“Quando conheci Antonio Charuto, há dois anos, seus olhos expressavam tristeza. Uma tristeza que era o reflexo de anos de dominação, de imposição, de submissão. Hoje, a expressão de seu olhar é cheia de esperança, de alegria. Eles nunca tinham recebido nada, de ninguém, e hoje ser reconhecido pelo Governo Federal por um trabalho que desenvolvem é motivo de grande orgulho, de alegria, da certeza de que não estão sozinhos”. Explica a historiadora potiguar Carla Alberta que trabalha com a comunidade cigana Kalon em Natal (RN). Antonio Charuto é a liderança dessa comunidade.
O projeto da Escola Cigana do Rio Grande do Norte foi um dos 30 selecionadas pelo Prêmio Culturas Ciganas de 2010 e recebeu R$ 10 mil. A escola funciona três dias na semana e alfabetiza crianças e adultos, tem aulas de história do Rio Grande do Norte, cultura cigana e se prepara para, no começo de janeiro, passar a ensinar o Romani, língua dos povos ciganos, para ser uma escola bilingue.
Carla começou a trabalhar com a comunidade por causa de uma monografia de História do Rio Grande do Norte e hoje está trabalhando o mesmo tema para sua tese de mestrado. Essa pesquisa fez com que ela se aproximasse da comunidade, que é fixa na cidade há cerca de 10 anos.

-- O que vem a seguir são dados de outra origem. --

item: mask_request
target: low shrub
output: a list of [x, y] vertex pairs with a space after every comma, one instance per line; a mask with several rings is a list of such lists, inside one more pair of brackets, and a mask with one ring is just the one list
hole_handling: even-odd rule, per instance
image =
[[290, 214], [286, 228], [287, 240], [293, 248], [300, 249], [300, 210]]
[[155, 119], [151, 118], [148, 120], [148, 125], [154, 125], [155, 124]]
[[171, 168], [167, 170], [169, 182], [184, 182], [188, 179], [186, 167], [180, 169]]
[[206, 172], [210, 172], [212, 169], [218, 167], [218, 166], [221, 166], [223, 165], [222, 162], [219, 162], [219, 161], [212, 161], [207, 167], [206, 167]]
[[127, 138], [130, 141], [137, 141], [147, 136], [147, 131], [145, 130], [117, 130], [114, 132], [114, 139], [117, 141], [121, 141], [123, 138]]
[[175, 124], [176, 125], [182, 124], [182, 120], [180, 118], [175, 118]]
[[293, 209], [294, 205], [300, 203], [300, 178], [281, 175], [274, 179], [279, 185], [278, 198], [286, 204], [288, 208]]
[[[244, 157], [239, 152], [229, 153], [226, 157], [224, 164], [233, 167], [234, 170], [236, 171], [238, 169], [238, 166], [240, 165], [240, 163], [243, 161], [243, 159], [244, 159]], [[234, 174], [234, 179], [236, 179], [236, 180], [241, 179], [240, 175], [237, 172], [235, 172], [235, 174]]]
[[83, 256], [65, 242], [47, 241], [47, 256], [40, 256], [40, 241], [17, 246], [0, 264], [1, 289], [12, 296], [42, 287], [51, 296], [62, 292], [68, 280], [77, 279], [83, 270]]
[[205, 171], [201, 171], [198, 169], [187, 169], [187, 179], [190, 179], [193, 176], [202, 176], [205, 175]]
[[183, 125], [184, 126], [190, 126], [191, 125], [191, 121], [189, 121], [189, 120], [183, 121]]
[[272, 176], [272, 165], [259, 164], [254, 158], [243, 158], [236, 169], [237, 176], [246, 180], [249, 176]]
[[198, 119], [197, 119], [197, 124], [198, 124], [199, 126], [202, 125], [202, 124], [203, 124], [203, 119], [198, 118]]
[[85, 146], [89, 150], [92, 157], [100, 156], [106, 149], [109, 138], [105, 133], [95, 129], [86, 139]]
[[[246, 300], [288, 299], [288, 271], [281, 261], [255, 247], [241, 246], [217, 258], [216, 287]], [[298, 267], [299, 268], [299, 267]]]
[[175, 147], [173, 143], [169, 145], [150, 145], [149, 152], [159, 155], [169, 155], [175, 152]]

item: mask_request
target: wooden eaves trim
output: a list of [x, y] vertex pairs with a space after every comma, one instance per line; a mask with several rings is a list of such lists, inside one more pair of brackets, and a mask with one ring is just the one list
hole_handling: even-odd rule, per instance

“A escola é muito importante, viver em um mundo globalizado requer ter conhecimento para se estabelecer, ter acesso a negociações financeiras, entre outras coisas. A escola não vai tirar a cultura deles, vai agregar valor”, ressalta a professora.
Ela explica ainda que existem cerca de cinco mil ciganos no Estado, de várias clãs diferentes. A comunidade de Antonio Charuto é composta por aproximadamente seis famílias e que, através desse trabalho que vem desenvolvendo com a comunidade, foi possível incluir sete crianças ciganas em escolas públicas estaduais. “Há um preconceito muito grande e a falta de documentos e de garantias sociais dificulta muito a vida dessas pessoas”.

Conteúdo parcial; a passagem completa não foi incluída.